Now, you don't think *these* are plausible reasons for why Iran might want to develop a latent nuclear capability?
(note that "latent capability" is different from "fully functioning and deployed weapons.")

> History repeats itself.

Exactly, but not the way you describe. That repeating pattern is more like colonialism -- with its concomitant historical pattern of racism and white supremacy -- and not, as you claim, Antisemitism. Those tin-pot dictatorships that are (or were) all over the region? Saudi Arabia, Kuwait, Bahrain, Hosni Mubarek, etc...? They are *overwhelmingly* propped-up by European powers and/or the United States. Make no mistake: the Saudi regime is *brutal.* ( it can be argued that basic freedoms are far more curtailed in Saudi Arabia, than in Iran.) Heck, Saudi Arabia essentially operates a eugenics program, designed to breed more "Al-Saud" family members. Such policies are not in the interests of most Saudi citizens, and, in fact: they are robbing the people blind. But these policies are in the interests of the Al-Sauds, and their colonial benefactors.

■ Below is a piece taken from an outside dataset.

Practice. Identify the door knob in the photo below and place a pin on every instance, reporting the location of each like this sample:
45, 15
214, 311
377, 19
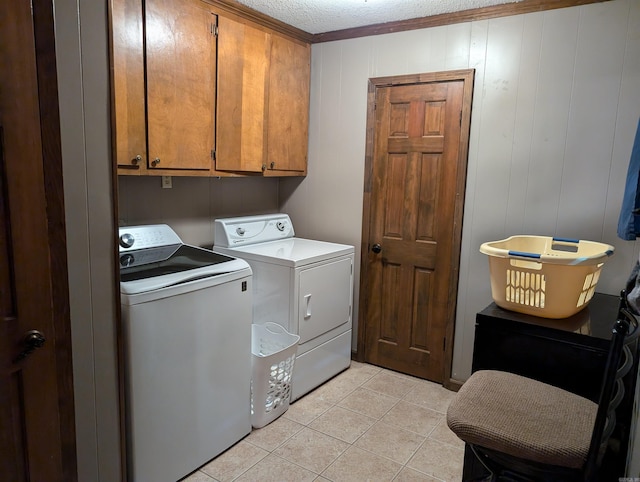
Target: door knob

Also, the entire settler/colonist process in Israel, itself, is far more akin to classic, race-based colonialism, than it is akin to resistance to racism (which includes: resistance to Antisemitism). You can even ignore the treatment of Palestinians to make this case:

  1. 1.) Israel helped the Apartheid South African government acquire weapons of mass destruction, including nuclear weapons. Israel did this, despite the fact that the South African state was maintaining preparedness for a genocidal war of annihilation against Blacks, eg: they even went so far as to research the creation of bioweapons that would selectively-kill Blacks in the "race-war" that their leaders imagined could happen.
  2. 2.) Israel helped supply arms, training, and logistics to the Ladino/White Guatemalan regime, in the 1980s to 90's. It is widely acknowledged that this regime committed outright genocide against indigenous Mayans, during that county's civil war. Some estimates say that at least 200,000 Mayans were murdered or disappeared. Logistics included a computerized "passbook" system, that was used to limit the movements of Mayan Indians, in their own country. A similar system was supplied to South Africa, enabling the Apartheid regime to limit the movements of Blacks.

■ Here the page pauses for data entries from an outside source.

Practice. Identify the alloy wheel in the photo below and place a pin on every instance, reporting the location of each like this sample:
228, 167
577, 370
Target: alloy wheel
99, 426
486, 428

Now, before you claim "Israel (or other western powers) would never use nuclear weapons, first" -- consider the above two points: Israel has already helped other countries commit, or potentially commit, genocide. Not to mention: the United States, and many of the European powers active in the region, already have their *own* relatively recent history of mass-murder and genocide.

So, who should be trusted? Who will keep the peace? Iranian leaders -- regardless of how un-democratic they are -- have made the calculation that they cannot rely on the peaceful "good intentions" of these other countries. Problem is: based on historical fact, their calculations are probably correct.